DocketNumber: S00A1717
Citation Numbers: 273 Ga. 549, 544 S.E.2d 425
Judges: Benham
Filed Date: 3/19/2001
Status: Precedential
Modified Date: 10/19/2024
Appellees Jeffrey, Mary and John Lacksen filed a complaint in which they sought the partition of real property, 53 acres of unimproved timberland in Hancock County. Appellant Henry Cheeves, through his guardian, filed an answer and counterclaim in which he asserted that any inquiry into a partitioning would be premature, alleging that appellees had no lawful ownership interest in the property because their interest had been obtained by fraud. The trial court ruled that partitioning should occur and appointed three persons to make appraisals and report their findings. See OCGA § 44-6-166.1. This appeal followed.
In 1993, Robert Trawick sold appellees what was purported to be a 100 percent interest in the property for $27,000. Trawick also executed an affidavit naming himself as the sole heir-at-law of the last record owner. Subsequently, appellees discovered they had not obtained 100 percent interest in the property and attempted to purchase the remaining interests held by a number of individuals. Appellees filed the partition action after buying tracts from all the willing sellers.
After a hearing, the trial court determined appellees owned an undivided 93.66 percent interest in the real property at issue and
1. OCGA § 44-6-166.1 provides that its procedures must be followed
[w]henever an application is made for the partition of property and any of the parties in interest convinces the court that a fair and equitable division of the property cannot be made by means of metes and bounds because . . . the value of the entire property will be depreciated by the partition applied for. . . .

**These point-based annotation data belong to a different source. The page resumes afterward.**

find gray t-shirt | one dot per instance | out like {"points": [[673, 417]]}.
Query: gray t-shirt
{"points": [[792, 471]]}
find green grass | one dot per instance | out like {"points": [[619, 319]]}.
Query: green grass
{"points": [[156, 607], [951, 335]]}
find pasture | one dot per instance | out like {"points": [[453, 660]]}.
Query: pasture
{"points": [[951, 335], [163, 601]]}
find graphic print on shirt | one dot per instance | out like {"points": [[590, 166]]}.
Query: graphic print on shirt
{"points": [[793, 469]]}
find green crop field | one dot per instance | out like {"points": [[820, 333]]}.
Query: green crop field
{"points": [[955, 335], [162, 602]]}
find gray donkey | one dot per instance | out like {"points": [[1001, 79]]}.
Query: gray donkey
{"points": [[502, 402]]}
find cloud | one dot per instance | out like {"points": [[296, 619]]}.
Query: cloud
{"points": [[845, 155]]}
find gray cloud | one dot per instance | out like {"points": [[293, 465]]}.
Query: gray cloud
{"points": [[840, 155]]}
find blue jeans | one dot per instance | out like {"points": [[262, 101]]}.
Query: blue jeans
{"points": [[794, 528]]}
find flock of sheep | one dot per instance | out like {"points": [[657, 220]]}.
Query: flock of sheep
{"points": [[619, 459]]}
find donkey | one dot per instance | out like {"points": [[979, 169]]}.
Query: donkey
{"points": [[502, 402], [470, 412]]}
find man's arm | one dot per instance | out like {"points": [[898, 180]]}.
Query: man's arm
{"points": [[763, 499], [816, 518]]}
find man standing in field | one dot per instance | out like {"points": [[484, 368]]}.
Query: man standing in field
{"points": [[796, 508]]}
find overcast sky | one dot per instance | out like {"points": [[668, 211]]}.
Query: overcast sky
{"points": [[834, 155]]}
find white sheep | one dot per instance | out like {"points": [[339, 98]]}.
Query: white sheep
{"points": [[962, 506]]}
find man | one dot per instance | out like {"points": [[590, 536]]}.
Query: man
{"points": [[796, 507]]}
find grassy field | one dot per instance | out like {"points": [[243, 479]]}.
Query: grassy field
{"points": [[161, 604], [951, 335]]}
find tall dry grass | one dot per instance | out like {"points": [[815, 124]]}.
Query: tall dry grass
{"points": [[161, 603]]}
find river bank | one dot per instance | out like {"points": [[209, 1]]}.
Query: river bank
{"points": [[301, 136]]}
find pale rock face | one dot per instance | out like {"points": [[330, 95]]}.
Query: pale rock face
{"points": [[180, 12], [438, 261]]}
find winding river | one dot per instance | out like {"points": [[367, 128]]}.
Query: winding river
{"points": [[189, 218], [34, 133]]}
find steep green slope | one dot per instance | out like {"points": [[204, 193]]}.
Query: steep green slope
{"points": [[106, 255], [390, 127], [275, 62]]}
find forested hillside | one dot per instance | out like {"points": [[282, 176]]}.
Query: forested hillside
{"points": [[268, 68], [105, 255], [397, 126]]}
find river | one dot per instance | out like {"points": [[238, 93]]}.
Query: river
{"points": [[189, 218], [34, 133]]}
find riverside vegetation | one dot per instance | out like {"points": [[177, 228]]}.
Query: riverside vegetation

The trial court found that “because of the fact that this property consists of 53 acres of timberland with no road frontage and because of the varying percentage interests of the parties hereto an equitable division by metes and bounds is impossible.” See OCGA § 44-6-166.1. The trial court’s finding reflects that the land was most suitable for timberland and that it would be unfeasible for a timber company to buy the smaller tracts for timber, some being as small as 0.086805 percent of the 53-acre tract, with the result that the smaller tracts would be virtually worthless. This finding supports the trial court’s ruling that OCGA § 44-6-166.1 applies because it demonstrates that the value of the land as a whole would be diminished. See Royston v. Royston, 13 Ga. 425 (1853).
2. Appellant argues that the trial court erred in allowing appellees to proceed in equity while at the same time granting them a remedy at law under OCGA § 44-6-166.1. We agree with appellant that the trial court’s conclusions of law were internally inconsistent. On the one hand, the trial court concluded that “[a] proceeding in equity for partition is more suitable and just than a proceeding to partition at law,” which is the standard established by OCGA § 44-6-140 for determining whether a partitioning should proceed in equity. On the other hand, the trial court concluded that the property should
The trial court did not specifically find that a remedy at law was inadequate or that peculiar circumstances existed that made proceeding in equity more appropriate. Our own review of the record does not persuade us that a remedy at law was inadequate or that there were peculiar circumstances that made proceeding in equity more appropriate. Compare Larimer v. Larimer, 249 Ga. 500 (292 SE2d 71) (1982). It appears, therefore, that the conclusion that a proceeding in equity was appropriate was in error. However, despite that erroneous ruling, the trial court actually applied a legal remedy. Therefore, under the “right for any reason” rule, we must affirm the ruling of the trial court since it was correct in granting a remedy at law. Little v. City of Lawrenceville, 272 Ga. 340 (2) (528 SE2d 515) (2000).
3. Finally, appellant contends the trial court erroneously denied him his statutory right to a jury trial. OCGA § 44-6-165 provides that “any of the persons against whose right or title a judgment is sought . . . may, by way of defense, show . . . that the petitioner does not have title ... to any part of the land” in order to obtain a jury trial. Appellant has not made such a showing by asserting that appellees obtained their title by defrauding third parties. “A defendant co-tenant cannot defeat partition on the ground that the co-tenant seeking partition acquired his interest illegally from a third person who is not a party to the case.” Gaulden v. Mills, 240 Ga. 4 (239 SE2d 353) (1977); Sewell v. Holland, 61 Ga. 608 (3) (1878). At a minimum, a defendant cotenant must show as a matter of record that the interests claimed by the parties exceed 100 percent (see Clay v. Clay, 268 Ga. 40 (485 SE2d 205) (1997); Douglas v. Johnson, 130 Ga. 472 (60 SE 1041) (1908); Sewell, supra) or that as a matter of record the interests claimed by the parties do not equal 100 percent. See Hill v. McCandless, 198 Ga. 737 (32 SE2d 774) (1945). Because appellant did not make the showing required by statute, the trial court was correct in concluding he was not entitled to a jury trial.
For the reasons stated above, we affirm the ruling of the trial court.
Judgment affirmed.
Six other persons who were defendants in the trial court and who have not pursued an appeal were found to own the remaining undivided interests.